Le pagine scorrono sotto gli occhi furtivi e voraci del lettore, come lo stile paratattico e sincopato dell’autore. Una costellazione di punti divide in frasi brevi il discorso di Ervas, corredato da una presenza costante di frasi dirette (frequenti i dialoghi tra i personaggi) e flusso di coscienza (in questo caso con interpunzione scarsa), ininterrotto nel procedere incerto di decisioni e pensieri del professore o del giovane studente di medicina.

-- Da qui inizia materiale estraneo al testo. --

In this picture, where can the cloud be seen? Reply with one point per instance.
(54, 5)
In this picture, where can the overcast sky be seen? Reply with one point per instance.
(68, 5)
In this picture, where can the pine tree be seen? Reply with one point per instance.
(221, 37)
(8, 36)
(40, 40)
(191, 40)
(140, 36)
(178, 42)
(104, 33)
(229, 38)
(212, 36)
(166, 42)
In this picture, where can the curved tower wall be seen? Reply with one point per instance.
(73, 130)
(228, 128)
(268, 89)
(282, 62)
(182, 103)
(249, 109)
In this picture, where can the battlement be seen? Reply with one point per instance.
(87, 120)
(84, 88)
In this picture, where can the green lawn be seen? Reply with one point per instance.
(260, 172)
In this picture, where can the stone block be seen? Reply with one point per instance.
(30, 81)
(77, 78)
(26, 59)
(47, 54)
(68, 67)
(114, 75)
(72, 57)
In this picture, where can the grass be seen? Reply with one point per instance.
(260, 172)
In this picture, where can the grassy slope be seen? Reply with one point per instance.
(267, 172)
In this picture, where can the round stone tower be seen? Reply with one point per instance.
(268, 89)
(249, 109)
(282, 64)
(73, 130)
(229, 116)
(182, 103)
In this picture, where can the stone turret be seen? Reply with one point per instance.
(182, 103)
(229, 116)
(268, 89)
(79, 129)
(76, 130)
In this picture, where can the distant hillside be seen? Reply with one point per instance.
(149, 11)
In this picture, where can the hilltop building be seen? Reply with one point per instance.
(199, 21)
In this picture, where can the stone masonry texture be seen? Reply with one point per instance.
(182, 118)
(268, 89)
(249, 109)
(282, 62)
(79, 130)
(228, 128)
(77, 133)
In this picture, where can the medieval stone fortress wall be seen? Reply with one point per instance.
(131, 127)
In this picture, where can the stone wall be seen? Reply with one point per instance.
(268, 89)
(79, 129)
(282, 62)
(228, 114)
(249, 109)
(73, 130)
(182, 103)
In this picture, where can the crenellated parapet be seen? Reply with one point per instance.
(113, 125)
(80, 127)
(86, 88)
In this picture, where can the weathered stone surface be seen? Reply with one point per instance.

Stile leggero e argomento denso, per concludere, come ci aveva abituati Ervas col suo ultimo romanzo, questa volta spostando il focus dall’handicap alla malasanità. La trama a due voci che si rincorrono e si confondono, si competano e si respingono sono il pregio del libro; procedere per tentativi e pezzi di puzzle in capitoletti che sembrano scritti nelle pause tra una lezione e un’altra, il limite maggiore.
Fulvio Ervas, Tu non tacere, Milano, Marcos y Marcos, 2015, 352 pp., 18 €.
* La copia recensita di Tu non tacere ci è stata gentilmente resa disponibile dall’editore Marcos y Marcos.